A number of proteins involved in miRNA processing are also essential for ribosomal RNA biogenesis including Drosha, one of the core proteins in the microprocessor complex (14). It is tempting to speculate that miRNA processing evolved from the existing machinery required for rRNA. Indeed a number of miRNA have been shown to localize to the nucleolus, a region long believed to be exclusive to rRNA biogenesis (35, 36). Moreover, nucleolin co-localizes with Drosha in the nucleolus to facilitate the processing of mrhl, a long non-coding RNA in mice. The transcript of this long non-coding RNA is 2.8 kb, which gets cleaved by the cooperative actions of nucleolin and Drosha to an 80-nucleotide precursor reminiscent of pre-miRNA (19). This product can be further processed by Dicer into a 22-nucleotide species, analogous to miRNA. DGCR8 localizes primarily to the nucleolus, and the dsRNA binding domains appear to be necessary for this because a truncation mutant lacking these domains is retained in the nucleus but fails to enter the nucleolus (37). Similarly, if the RNA recognition motifs of nucleolin are deleted, it fails to enter the nucleolus (38). Nucleolar retention of nucleolin requires a minimum of two of the four RNA recognition motif domains to be present. It is possible that cytoplasmic localization of nucleolin does not account for the disruption of miRNA processing we observed in Fig. 2 but instead is the result of nucleolin leaving the nucleolus because of the induction of stress on the cell, which has been previously reported (39).

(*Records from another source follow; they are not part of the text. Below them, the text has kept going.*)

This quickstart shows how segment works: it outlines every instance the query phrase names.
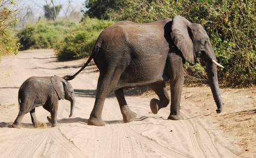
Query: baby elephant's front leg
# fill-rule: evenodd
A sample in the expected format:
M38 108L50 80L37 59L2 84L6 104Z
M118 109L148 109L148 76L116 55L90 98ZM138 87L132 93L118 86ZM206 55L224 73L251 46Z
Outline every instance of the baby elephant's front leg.
M58 111L58 102L57 101L52 104L52 106L51 108L52 109L51 111L51 117L47 116L47 119L52 123L52 127L55 127L57 126L58 123L57 122L57 114Z

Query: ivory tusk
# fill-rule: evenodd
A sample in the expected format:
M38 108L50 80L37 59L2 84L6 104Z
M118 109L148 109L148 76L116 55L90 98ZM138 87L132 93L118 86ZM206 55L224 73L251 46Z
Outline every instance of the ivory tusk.
M221 64L219 64L217 62L216 62L215 61L214 61L214 60L212 60L212 62L215 64L216 65L217 65L217 66L220 66L220 67L222 67L222 68L224 68L224 66L221 65Z

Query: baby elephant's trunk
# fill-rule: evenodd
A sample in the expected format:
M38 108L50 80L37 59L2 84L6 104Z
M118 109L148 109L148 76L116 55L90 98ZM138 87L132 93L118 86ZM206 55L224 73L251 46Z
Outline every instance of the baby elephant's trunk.
M74 109L75 108L75 97L73 97L70 100L70 117L71 117L74 114Z

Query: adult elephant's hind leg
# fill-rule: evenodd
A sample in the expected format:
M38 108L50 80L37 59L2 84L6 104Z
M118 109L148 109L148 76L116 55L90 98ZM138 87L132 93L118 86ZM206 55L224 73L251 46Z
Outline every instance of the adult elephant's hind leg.
M150 108L153 114L157 114L161 108L166 107L170 103L170 96L167 92L164 82L155 83L150 87L157 95L159 100L152 98L150 101Z
M17 118L14 121L14 123L13 123L12 124L12 126L14 128L20 129L21 121L22 120L22 118L23 118L25 114L25 113L22 112L19 112Z
M44 123L40 122L36 118L35 115L35 108L34 108L30 112L30 116L31 116L31 121L32 121L34 127L37 128L38 127L46 127L47 126L46 124Z
M120 106L124 122L127 123L132 121L136 117L136 114L128 107L125 98L124 98L123 88L120 88L115 91L115 94L117 99L119 106Z
M106 97L113 89L114 83L117 81L117 76L114 75L115 71L100 73L97 85L94 106L91 113L88 124L95 126L104 126L105 122L102 120L102 114L104 103Z

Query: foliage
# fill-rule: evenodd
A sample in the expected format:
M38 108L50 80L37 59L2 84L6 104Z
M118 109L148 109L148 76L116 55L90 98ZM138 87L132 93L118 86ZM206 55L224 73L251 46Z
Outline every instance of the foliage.
M56 18L56 16L58 15L60 11L62 8L61 5L58 5L54 6L55 8L56 15L54 13L54 8L51 6L50 5L44 5L44 16L48 20L55 20Z
M14 33L9 29L15 25L16 19L13 9L15 3L11 0L0 0L0 55L17 53L19 47Z
M103 19L116 19L128 0L86 0L84 16ZM88 8L88 9L87 9Z
M100 1L89 1L89 6ZM244 87L256 84L256 1L119 1L122 2L124 6L117 11L119 16L112 18L116 20L146 23L180 15L191 22L201 24L210 36L218 62L225 67L219 71L222 85ZM113 17L116 12L114 13L109 13L108 16ZM105 13L101 14L96 17L104 17ZM185 67L187 79L199 82L207 80L201 64L187 63Z
M101 32L113 23L110 21L85 18L80 25L66 36L57 50L58 59L69 60L91 54Z
M65 21L40 21L20 31L17 36L22 50L58 47L76 24Z

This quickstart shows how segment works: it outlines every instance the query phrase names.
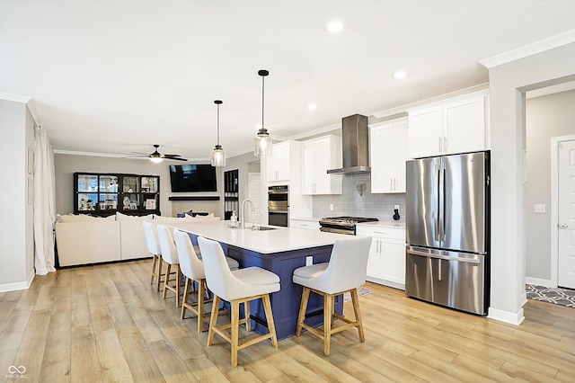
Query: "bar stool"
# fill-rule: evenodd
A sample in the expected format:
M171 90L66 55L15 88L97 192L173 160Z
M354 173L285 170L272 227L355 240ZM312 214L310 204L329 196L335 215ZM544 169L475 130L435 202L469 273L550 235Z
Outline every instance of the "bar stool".
M168 264L168 268L165 272L165 278L164 281L164 293L162 298L165 299L168 290L172 290L176 294L176 307L180 307L180 297L181 297L181 272L180 271L180 260L178 259L178 251L173 242L173 237L170 229L164 226L158 225L158 237L160 238L160 248L162 249L162 259ZM171 286L169 279L172 266L176 267L176 280L175 285Z
M207 299L206 295L208 293L206 289L206 272L204 271L204 263L201 262L195 251L191 239L187 233L174 229L173 239L176 243L178 250L178 259L180 260L180 269L181 273L186 276L183 289L183 299L181 300L181 316L183 319L186 315L186 308L198 316L198 333L203 331L204 318L209 317L209 312L204 313L204 304L209 303L212 299ZM230 270L237 270L239 263L236 260L226 257L227 266ZM198 282L198 299L196 303L188 303L190 297L190 285L195 281ZM216 307L217 309L217 307ZM214 307L212 306L212 309ZM220 312L223 314L223 312Z
M220 300L223 299L230 303L232 311L231 323L217 326L217 310L212 309L208 333L208 345L212 345L214 334L217 334L231 343L231 361L234 367L237 366L238 350L266 339L271 339L273 347L278 348L278 337L271 314L270 293L279 291L279 277L259 267L248 267L232 272L227 267L226 255L219 243L202 236L198 237L198 243L201 249L208 288L214 293L213 307L218 307ZM270 333L239 344L240 325L245 324L246 330L251 330L250 301L258 298L261 298L263 302ZM241 303L243 303L245 313L244 318L242 320L239 319ZM225 331L228 328L231 329L231 336L227 331Z
M332 335L351 327L358 327L359 340L366 341L359 312L358 288L366 282L370 236L356 236L338 239L333 245L329 263L312 264L294 270L293 281L304 286L302 301L297 316L296 336L302 333L302 327L323 340L323 354L330 356ZM323 333L306 325L305 310L310 291L323 297ZM333 312L335 296L349 291L353 303L355 320L352 321ZM346 323L334 326L333 319Z
M144 226L144 234L146 234L146 243L147 245L147 251L152 253L154 258L152 259L152 276L150 278L150 284L154 283L154 277L157 278L157 291L160 290L160 283L162 276L162 249L160 248L160 239L158 238L158 232L152 222L142 222Z

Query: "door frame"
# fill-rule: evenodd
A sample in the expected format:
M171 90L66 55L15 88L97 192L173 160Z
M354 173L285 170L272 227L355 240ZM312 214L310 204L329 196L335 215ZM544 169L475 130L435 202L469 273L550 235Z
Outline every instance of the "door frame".
M575 140L575 135L551 138L551 283L559 284L559 145Z

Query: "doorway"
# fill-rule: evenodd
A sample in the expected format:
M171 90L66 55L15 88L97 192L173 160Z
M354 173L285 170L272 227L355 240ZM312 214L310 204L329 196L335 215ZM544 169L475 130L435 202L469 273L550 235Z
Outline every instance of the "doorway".
M575 136L552 139L552 281L575 289Z

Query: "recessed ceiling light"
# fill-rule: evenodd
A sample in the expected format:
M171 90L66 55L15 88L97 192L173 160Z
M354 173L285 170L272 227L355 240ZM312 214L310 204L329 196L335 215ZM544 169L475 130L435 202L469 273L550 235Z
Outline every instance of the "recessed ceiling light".
M340 31L342 29L343 29L343 24L341 23L341 22L339 22L337 20L334 20L333 22L330 22L330 23L327 24L327 30L331 32Z

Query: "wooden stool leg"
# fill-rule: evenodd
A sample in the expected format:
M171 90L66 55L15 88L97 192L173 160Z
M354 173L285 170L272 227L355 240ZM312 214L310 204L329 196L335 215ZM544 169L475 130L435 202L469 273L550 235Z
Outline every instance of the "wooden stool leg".
M206 289L206 280L198 282L198 333L204 329L204 300Z
M157 262L158 262L158 256L156 254L154 254L154 257L152 259L152 276L150 277L150 284L154 283L154 276L156 275L155 266ZM158 275L158 278L159 278L159 275Z
M366 335L363 333L363 323L361 321L361 312L359 311L359 296L358 295L358 289L351 290L351 302L353 303L353 311L356 316L356 322L358 322L359 340L361 342L366 342Z
M230 302L232 306L232 367L237 366L237 345L240 333L240 303L237 300Z
M271 303L270 302L270 294L266 294L261 297L263 300L263 309L266 313L266 319L268 320L268 329L271 334L271 345L274 348L278 348L278 336L276 335L276 325L273 322L273 314L271 313Z
M157 287L156 287L156 291L160 290L160 283L162 282L162 268L163 268L163 264L162 264L162 257L159 257L159 262L158 262L158 281L157 281ZM164 278L165 280L165 278Z
M211 346L214 343L214 328L217 322L217 309L219 308L219 297L214 294L214 301L212 303L212 315L209 317L209 329L208 330L208 345Z
M162 293L162 298L165 299L165 294L168 292L168 284L170 280L170 269L172 269L172 265L168 263L168 267L165 271L165 277L164 278L164 292Z
M181 271L180 263L176 264L176 307L180 307L180 297L181 297Z
M302 291L302 301L299 304L299 315L297 316L297 327L296 328L296 336L302 334L302 323L305 320L305 310L307 310L307 301L309 300L309 289L305 287Z
M245 318L245 331L252 331L252 319L250 319L250 301L246 300L243 302L243 317Z
M332 296L323 294L323 355L330 356L332 346Z
M180 316L180 319L183 319L186 315L186 302L188 302L188 298L190 297L190 279L186 277L186 281L184 282L183 288L183 298L181 300L181 315Z

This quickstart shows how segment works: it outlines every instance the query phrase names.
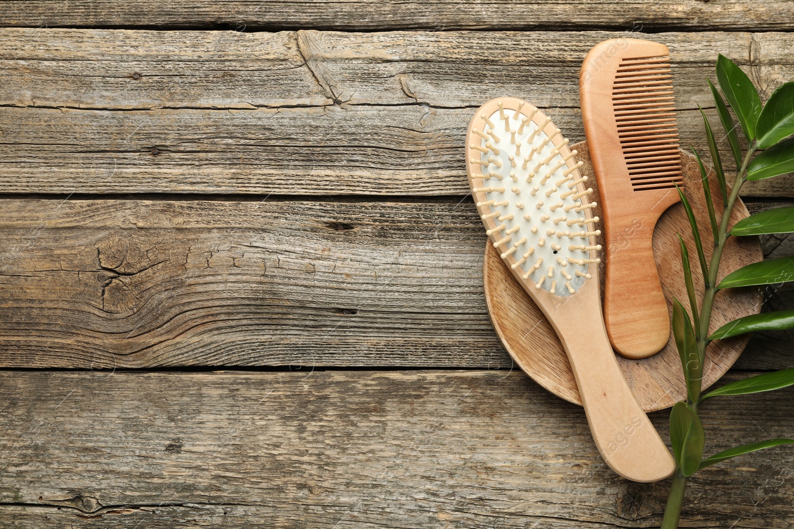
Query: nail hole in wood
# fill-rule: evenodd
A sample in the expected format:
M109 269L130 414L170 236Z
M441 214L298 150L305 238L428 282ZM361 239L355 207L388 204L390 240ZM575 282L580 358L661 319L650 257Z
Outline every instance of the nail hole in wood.
M344 232L349 229L354 229L353 224L349 224L346 222L329 222L328 227L337 232Z

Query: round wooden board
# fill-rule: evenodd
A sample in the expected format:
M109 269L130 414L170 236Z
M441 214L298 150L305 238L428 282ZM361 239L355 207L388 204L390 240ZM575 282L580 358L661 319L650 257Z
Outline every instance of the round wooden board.
M590 163L587 142L576 144L572 148L579 151L577 158L584 163L581 169L582 174L592 175L592 166ZM681 156L684 162L684 193L701 228L703 251L707 259L710 259L714 240L708 228L708 213L700 183L700 169L692 155L682 151ZM719 196L719 187L713 171L709 173L709 182L714 196ZM592 200L599 202L597 186L594 185L592 187ZM722 214L721 205L715 213L719 219ZM600 208L596 209L595 214L601 215ZM748 215L742 201L737 201L731 217L731 225ZM681 271L677 233L681 234L689 249L699 305L702 301L703 289L703 275L698 265L689 223L684 207L680 203L676 204L665 212L653 232L656 265L667 297L668 310L671 314L673 297L680 300L685 307L689 306ZM603 236L599 239L599 243L603 245ZM723 254L719 278L741 266L762 259L763 252L757 237L730 237ZM603 298L604 266L599 268ZM580 405L581 401L571 366L557 334L540 309L511 275L490 241L485 248L483 276L491 320L502 343L515 363L551 393ZM721 290L715 299L710 332L736 318L759 312L761 298L761 293L757 288ZM637 332L642 332L642 330L638 329ZM715 382L728 370L742 354L748 339L744 335L715 340L711 343L707 350L706 364L703 367L703 389ZM642 360L630 360L619 355L618 362L629 385L646 412L669 408L685 398L684 374L672 331L667 345L659 353Z

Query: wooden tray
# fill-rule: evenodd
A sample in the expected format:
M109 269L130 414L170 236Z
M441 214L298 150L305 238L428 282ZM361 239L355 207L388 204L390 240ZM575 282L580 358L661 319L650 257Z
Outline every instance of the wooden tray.
M581 174L592 178L592 166L588 152L587 142L572 147L579 151L577 158L584 163ZM694 156L682 151L684 162L684 193L689 199L700 226L700 236L707 259L711 259L714 240L709 228L708 214L700 183L700 173ZM719 188L713 171L709 172L711 193L719 196ZM595 182L592 199L599 201ZM601 216L599 208L595 212ZM715 212L718 219L722 207ZM731 217L731 224L749 215L741 199L737 201ZM637 229L648 229L638 225ZM694 240L684 208L676 204L659 219L653 232L653 251L656 265L661 278L662 289L667 297L668 310L672 314L673 298L680 300L685 307L689 304L681 271L680 251L676 233L680 233L689 249L695 291L698 302L703 297L703 276L698 264ZM599 243L604 244L603 236ZM720 266L719 278L751 263L761 261L763 252L757 237L730 237L726 244ZM602 299L604 266L599 267L601 274ZM507 267L488 241L483 265L485 299L496 334L516 364L536 382L566 401L581 405L579 391L571 373L568 357L562 349L557 334L543 314L530 299L523 289L511 275ZM761 293L757 288L729 289L718 293L711 316L713 332L728 321L755 314L761 311ZM642 332L638 329L638 332ZM716 340L706 353L703 367L703 389L722 377L736 361L747 344L749 336ZM671 331L669 340L661 351L647 358L630 360L618 356L618 362L629 385L646 412L669 408L686 397L680 359L676 349Z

The domain structure of nucleolin includes an acidic N-terminal region followed by a nuclear localization sequence, four RNA recognition motifs, and an arginine-glycine-rich repeat domain with putative RNA helicase activity (40). The four RNA recognition motifs bind to rRNA in a stem-loop conformation, stabilizing it for cleavage (41). Although the four RNA recognition motif domains are sufficient for RNA binding, the acidic N-terminal domain is required for cleavage of the precursor rRNA in vitro, indicating that it may be necessary for interactions with other proteins in the complex (20). Our data demonstrate that nucleolin interacts with DGCR8 and Drosha in an RNA-independent manner and yet also binds to the pri-miRNA. Based on this, we propose that although nucleolin may not possess any RNase III domains characteristic of the core proteins in the miRNA biogenesis pathway (4, 42), it instead facilitates cleavage of the primary miRNA by maintaining proper conformation of the pri-miRNA while simultaneously positioning Drosha and DGCR8 for binding and cleavage.